Some signs to look out for are:
- Bruises or other injuries;
- A change in behaviour – from quiet to loud, or from happy to withdrawn;
- Pain or discomfort;
- Fear of a particular person, or a reluctance to be alone with them;
- Secrecy around a relationship with a particular person;
- Reluctance to discuss where they go, or who they are with;
- Sexual talk or knowledge beyond their years;
- Being watchful, or always on edge, losing interest in their appearance, hobbies or family life;
- Alcohol or drug taking;
- Having money and refusing to say where it has come from;
- Wetting the bed;
- Becoming clingy.
There are many types of abuse. These include physical, emotional, sexual and neglect.
Physical Abuse: Physical abuse is deliberately hurting a child causing injuries such as bruises, broken bones, burns or cuts.
It is not accidental – children who are physically abused suffer violence such as being hit, kicked, poisoned, burned, slapped or having objects thrown at them. Shaking or hitting babies can cause non-accidental head injuries (NAHI). Sometimes parents or carers will make up or cause the symptoms of illness in their child, perhaps giving them medicine they don’t need and making the child unwell – this is known as fabricated or induced illness (FII).
There is no excuse for physically abusing a child. It causes serious, and often long-lasting, harm – and in severe cases, death.
Emotional Abuse: Emotional abuse is the ongoing emotional maltreatment or emotional neglect of a child. It is sometimes called psychological abuse and can seriously damage a child’s emotional health and development.
Emotional abuse can involve deliberately trying to scare or humiliate a child or isolating or ignoring them.

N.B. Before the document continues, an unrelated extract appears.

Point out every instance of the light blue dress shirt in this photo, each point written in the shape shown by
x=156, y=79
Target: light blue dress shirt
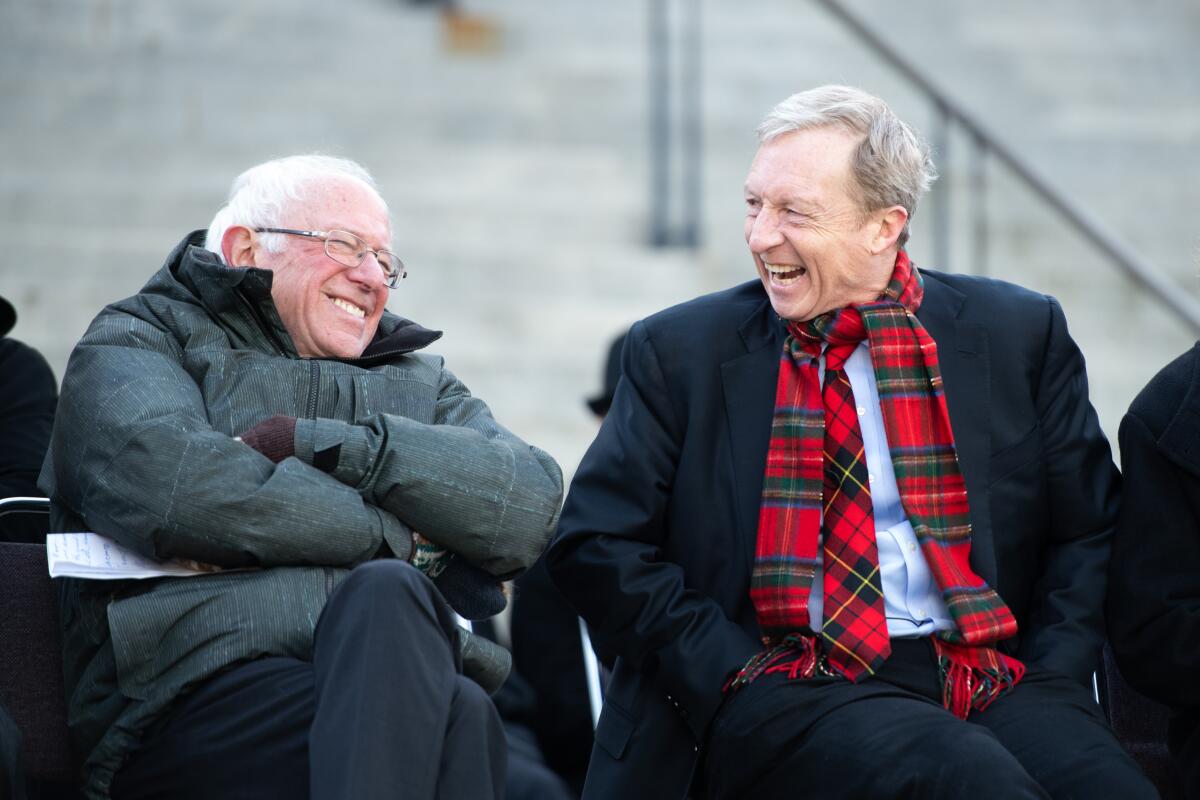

Children who are emotionally abused are usually suffering another type of abuse or neglect at the same time – but this is not always the case.
Sexual Abuse: A child is sexually abused when they are forced or persuaded to take part in sexual activities. This does not have to be physical contact, and it can happen online. Sometimes the child will not understand that what is happening to them is abuse. They may not even understand that it is wrong.
Sexual Abuse can also include Child Sexual Exploitation (CSE) in which children are sexually exploited for money, power or status. Children or young people may be tricked into believing they are in a loving, consensual relationship. They might be invited to parties and given drugs and alcohol.
Neglect: Neglect is the ongoing failure to meet a child’s basic needs and is the most common form of child abuse. A child may be left hungry or dirty, without adequate clothing, shelter, supervision, medical or health care. A child may be put in danger or not protected from physical or emotional harm. They may not get the love, care and attention they need from their parents.